Tony Blair asume como primer ministro del Reino Unido con un programa político renovador y modernizante. Se presenta ante la reina Isabel II, la cual no simpatiza con el nuevo e informal gobernante. Pero la prueba de fuego vendrá luego, cuando inesperadamente, las personalidades de ambos se enfrentan con motivo de la muerte de la princesa Diana de Gales; la famosa Lady Di, la princesa de los pobres.

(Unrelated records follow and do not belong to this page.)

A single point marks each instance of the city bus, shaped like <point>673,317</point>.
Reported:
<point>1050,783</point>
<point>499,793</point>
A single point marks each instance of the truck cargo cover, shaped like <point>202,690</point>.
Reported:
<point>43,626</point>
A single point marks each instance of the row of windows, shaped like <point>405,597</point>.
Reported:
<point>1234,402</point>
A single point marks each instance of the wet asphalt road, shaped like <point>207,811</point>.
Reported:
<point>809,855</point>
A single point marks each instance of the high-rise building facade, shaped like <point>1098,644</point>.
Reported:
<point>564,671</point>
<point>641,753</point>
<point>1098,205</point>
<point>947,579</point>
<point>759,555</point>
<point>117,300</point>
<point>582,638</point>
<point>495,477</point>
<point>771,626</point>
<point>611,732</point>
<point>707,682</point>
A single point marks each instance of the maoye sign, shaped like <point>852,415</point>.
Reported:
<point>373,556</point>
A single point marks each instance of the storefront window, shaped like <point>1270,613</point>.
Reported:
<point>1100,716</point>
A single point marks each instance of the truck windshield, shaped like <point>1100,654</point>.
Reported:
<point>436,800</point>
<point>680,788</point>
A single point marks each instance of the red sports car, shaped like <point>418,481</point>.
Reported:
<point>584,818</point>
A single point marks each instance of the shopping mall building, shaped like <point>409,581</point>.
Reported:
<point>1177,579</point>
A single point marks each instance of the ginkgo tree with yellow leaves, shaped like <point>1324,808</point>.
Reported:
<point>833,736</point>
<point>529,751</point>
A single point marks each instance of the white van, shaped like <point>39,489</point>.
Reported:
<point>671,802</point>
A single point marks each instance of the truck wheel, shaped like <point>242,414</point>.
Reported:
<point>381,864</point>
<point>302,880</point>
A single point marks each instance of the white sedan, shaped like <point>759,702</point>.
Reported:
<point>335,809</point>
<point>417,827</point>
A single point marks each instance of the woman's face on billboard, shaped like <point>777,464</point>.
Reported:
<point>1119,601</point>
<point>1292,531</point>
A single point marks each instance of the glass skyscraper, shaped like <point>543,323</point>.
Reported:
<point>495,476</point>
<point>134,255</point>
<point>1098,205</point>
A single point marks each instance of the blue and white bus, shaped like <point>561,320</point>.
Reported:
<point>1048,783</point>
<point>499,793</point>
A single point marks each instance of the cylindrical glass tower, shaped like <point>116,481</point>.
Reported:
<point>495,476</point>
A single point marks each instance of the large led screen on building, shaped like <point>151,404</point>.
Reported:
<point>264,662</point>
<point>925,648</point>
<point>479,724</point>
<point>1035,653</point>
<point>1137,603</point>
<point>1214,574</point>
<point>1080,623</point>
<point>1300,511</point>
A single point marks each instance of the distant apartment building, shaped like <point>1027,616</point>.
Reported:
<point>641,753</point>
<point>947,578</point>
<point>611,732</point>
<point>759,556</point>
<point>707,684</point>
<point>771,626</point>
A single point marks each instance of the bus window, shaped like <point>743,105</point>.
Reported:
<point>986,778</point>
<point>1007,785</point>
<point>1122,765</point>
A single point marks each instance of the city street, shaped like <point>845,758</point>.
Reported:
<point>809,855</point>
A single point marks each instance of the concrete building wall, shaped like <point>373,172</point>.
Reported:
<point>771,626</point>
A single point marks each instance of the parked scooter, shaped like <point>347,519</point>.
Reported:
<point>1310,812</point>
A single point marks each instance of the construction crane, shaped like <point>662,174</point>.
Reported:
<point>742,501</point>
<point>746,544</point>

Esta película deja la sensación de un buen shot de whisky, puro o en la rocas; pero sólo uno y bien saboreado. Podríamos imaginar e incluso desear que sigan otros más, pero comprendemos que se echaría a perder ese buen y único momento. Ese tipo de satisfacción es la que se siente después de ver La reina, el filme de Stephen Frears. Película circunscrita a un hecho mediático sin precedentes en la rubia albión, que le da pie para mostrar las exigencias de cambio en la monarquía británica; eludiendo, sin embargo, un enfoque demasiado crítico sobre la soberana y prefiriendo un acercamiento entre otoñal y periodístico sobre la misma. Como nuestro amigo Giancarlo Cappello me comentó, el episodio del alce de catorce cuernos –el “alce real”– se convierte en una metáfora sobre cómo la monarquía se “mata” a sí misma. No obstante, la sensación no es de decadencia, sino de mantención de esta vetusta y, para muchos, anacrónica institución.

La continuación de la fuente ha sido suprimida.